Прежде всего восприятие игр при Старом порядке окрашено моральным недоверием, смутным подозрением, хотя их потенциально безвредный характер напрямую не ставится под сомнение. Согласно архаической классификации, существует «три разновидности игр. К первой принадлежат те, что требуют в первую очередь сообразительности или ловкости, как шахматы, шашки, ручной мяч. Ко второй — те, что целиком зависят от случая, как кости, гокка, ландскнехт, фараон, игра в гуся[624]

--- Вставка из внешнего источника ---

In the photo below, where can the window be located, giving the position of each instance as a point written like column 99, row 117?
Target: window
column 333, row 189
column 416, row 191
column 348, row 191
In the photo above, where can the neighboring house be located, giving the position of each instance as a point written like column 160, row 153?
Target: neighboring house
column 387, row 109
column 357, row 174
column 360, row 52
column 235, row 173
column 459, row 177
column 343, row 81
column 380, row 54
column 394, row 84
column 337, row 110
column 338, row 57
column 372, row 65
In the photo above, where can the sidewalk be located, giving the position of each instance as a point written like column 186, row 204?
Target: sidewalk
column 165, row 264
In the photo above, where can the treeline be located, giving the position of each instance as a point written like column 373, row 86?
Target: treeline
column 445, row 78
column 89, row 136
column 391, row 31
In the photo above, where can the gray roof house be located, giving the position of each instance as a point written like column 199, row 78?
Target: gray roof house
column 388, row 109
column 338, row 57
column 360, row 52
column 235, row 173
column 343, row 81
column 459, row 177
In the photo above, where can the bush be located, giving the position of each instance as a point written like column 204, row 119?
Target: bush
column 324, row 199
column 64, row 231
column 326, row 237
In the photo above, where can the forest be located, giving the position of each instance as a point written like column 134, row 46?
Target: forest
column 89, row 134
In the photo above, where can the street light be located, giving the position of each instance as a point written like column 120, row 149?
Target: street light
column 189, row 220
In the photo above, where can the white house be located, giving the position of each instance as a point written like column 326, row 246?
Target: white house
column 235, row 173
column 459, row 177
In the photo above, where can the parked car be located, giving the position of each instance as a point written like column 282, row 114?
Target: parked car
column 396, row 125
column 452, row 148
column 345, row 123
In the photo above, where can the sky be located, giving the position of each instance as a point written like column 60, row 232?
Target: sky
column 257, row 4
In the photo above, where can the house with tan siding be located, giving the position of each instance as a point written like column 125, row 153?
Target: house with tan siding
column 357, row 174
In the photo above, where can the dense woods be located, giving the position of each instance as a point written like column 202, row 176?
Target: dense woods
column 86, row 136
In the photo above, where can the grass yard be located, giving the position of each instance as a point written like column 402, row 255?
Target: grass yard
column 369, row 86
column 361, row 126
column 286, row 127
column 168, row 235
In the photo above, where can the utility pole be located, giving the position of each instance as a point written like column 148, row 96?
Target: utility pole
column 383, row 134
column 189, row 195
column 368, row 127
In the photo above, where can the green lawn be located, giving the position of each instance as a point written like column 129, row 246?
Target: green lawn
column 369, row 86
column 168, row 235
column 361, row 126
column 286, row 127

. К третьей — смешанные, частично зависящие от ловкости, частично — от случая, как пикет, триумф и трик–трак»[625]. Игры, основанные на ловкости, категорически отделяются от тех, что основаны на случае: первые допускаются, вторые запрещены. К примеру, игра в ручной мяч, полностью зависящая от индивидуальных способностей игрока, может считаться «самым достойным и наименее скандальным упражнением для времяпрепровождения»[626]. Мастерство и физические возможности, «усердие» в игре делают денежный выигрыш законным, меж тем как случай и удача, напротив, выводят его за рамки дозволенного. Азартные игры подвергаются гонениям за их «дурные последствия»[627], поскольку они в большей мере способствуют обману, жульничеству, иллюзии, выманивая «значительные суммы у многих сельских жителей, которых привлекает страсть к игре или практически никогда не осуществляющаяся надежда на выигрыш»[628]. Об этом без конца твердят указы, полицейские отчеты и парламентские решения, в которых множатся запреты на игру в карты и в кости: «Решительно воспрещается и запрещается лицам любого положения и сословия держать игорные дома в каком бы то ни было городе или месте нашего королевства, а также собираться для игры в карты или в кости»[629]. Конечно, многие места оказываются вне их юрисдикции: двор и, шире, Париж, Пале–Рояль, Тампль, резиденции иностранных послов[630].Тем не менее амбивалентность пари провоцирует смутный остракизм. Наличие денежного заклада соседствует с возможным осуждением, которое распространяется и на игры, требующие ловкости. Даже в игре в ручной мяч есть свои шулера, жертвы обмана и маклеры: к примеру, в 1627 году Монбрюн использует древний как мир способ жульничества: сперва убеждает лондонских игроков в своей беспомощности, а затем, внезапно обнаружив мастерство и талант, обыгрывает их на значительную сумму[631]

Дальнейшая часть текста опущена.